Na szczęście w kolejnych rozdaniach było już zdecydowanie lepiej. Tomaszowianki zaczęły grać swoje. Nie popełniały już błędów własnych, świetnie radziły sobie z zagrywką, a zaczął też funkcjonować blok. Dzięki temu w drugiej partii było aż 25:16, a w trzeciej też bez większych problemów to miejscowe okazały się lepsze. Tym razem o sześć „oczek”.
W czwartym secie Pogoń próbowała jeszcze powalczyć. Nie brakowało ciekawych akcji, ale i niepotrzebnych emocji. Po starciu pod siatką i porządnej „pyskówce” sędzia pokazał zawodniczkom po jednej czerwonej kartce. To nie wytrąciło jednak Tomasovii z równowagi, która przypieczętowała sukces wygraną 25:18.
– Powiem szczerze, że to był najtrudniejszy mecz z tych ostatnich. Proszowice prezentują bardzo dobry poziom. Widać, że obu zespołom zależało na zwycięstwie. Było bardzo dużo walki. Takie mecze z zespołami, które walczą o czwórkę są bardzo zacięte. I właśnie tak było w sobotę. Myślę jednak, że kibice byli zadowoleni. Było dużo akcji z kontrami i mocnych uderzeń. Jesteśmy zadowoleni, że udało się wygrać, ale walka o czwórkę zapowiada się bardzo ciekawie. W grze pozostaje pięć ekip i wszystko może się zdarzyć – wyjaśnia trener Stanisław Kaniewski.

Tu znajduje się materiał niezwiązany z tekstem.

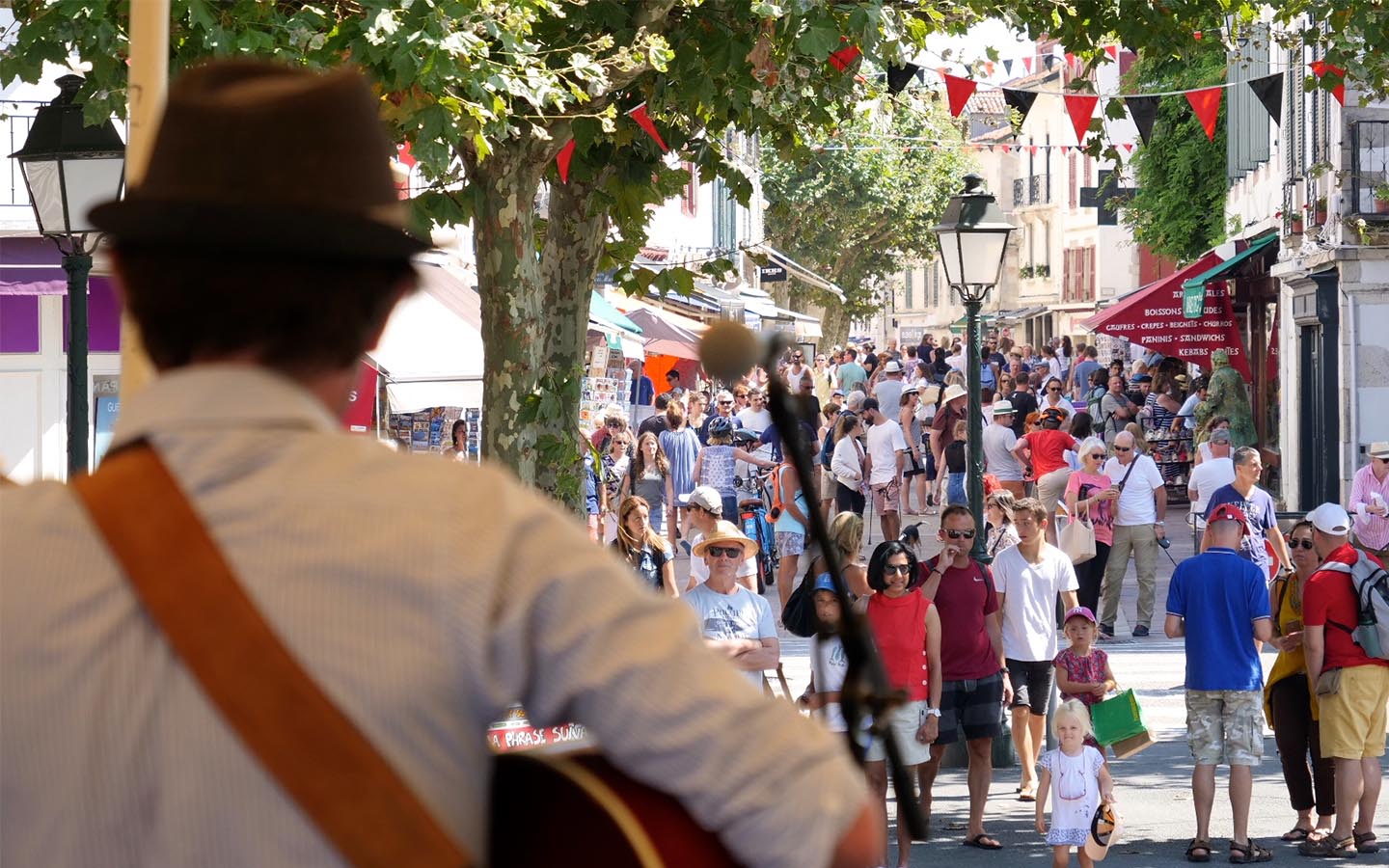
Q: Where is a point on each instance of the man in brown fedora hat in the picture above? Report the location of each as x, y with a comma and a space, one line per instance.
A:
260, 258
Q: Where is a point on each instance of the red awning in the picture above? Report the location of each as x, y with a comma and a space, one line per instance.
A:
1152, 317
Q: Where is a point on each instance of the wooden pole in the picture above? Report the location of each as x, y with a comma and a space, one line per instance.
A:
148, 89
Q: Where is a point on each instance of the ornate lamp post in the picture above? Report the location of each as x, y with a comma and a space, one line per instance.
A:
68, 170
972, 237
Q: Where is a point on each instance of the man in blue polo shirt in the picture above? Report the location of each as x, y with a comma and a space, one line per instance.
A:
1220, 602
1259, 510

Jego podopieczne czeka teraz seria trudnych meczów i nie będzie łatwo przedłużyć dobrej passy. – Za dwa tygodnie mamy spotkanie z Halembą, z którą przegraliśmy u siebie 0:3. Potem Sosnowiec. A to przecież drużyna będąca poza zasięgiem wszystkich. No i Lublin na wyjeździe. Musimy wiele poprawić, żeby być kompletnym zespołem. Najważniejsze, to wyeliminowanie własnych błędów – dodaje szkoleniowiec niebiesko-białych.
Tomasovia Tomaszów Lubelski – Pogoń Proszowice 3:1 (22:25, 25:16, 25:19, 25:18)
Tomasovia: Chwała, Tyska, Świerkosz, Orzyłowska, Kostur, Tabaczuk, Machniewicz (libero) oraz Romaszko-Piwko, Kaniewska.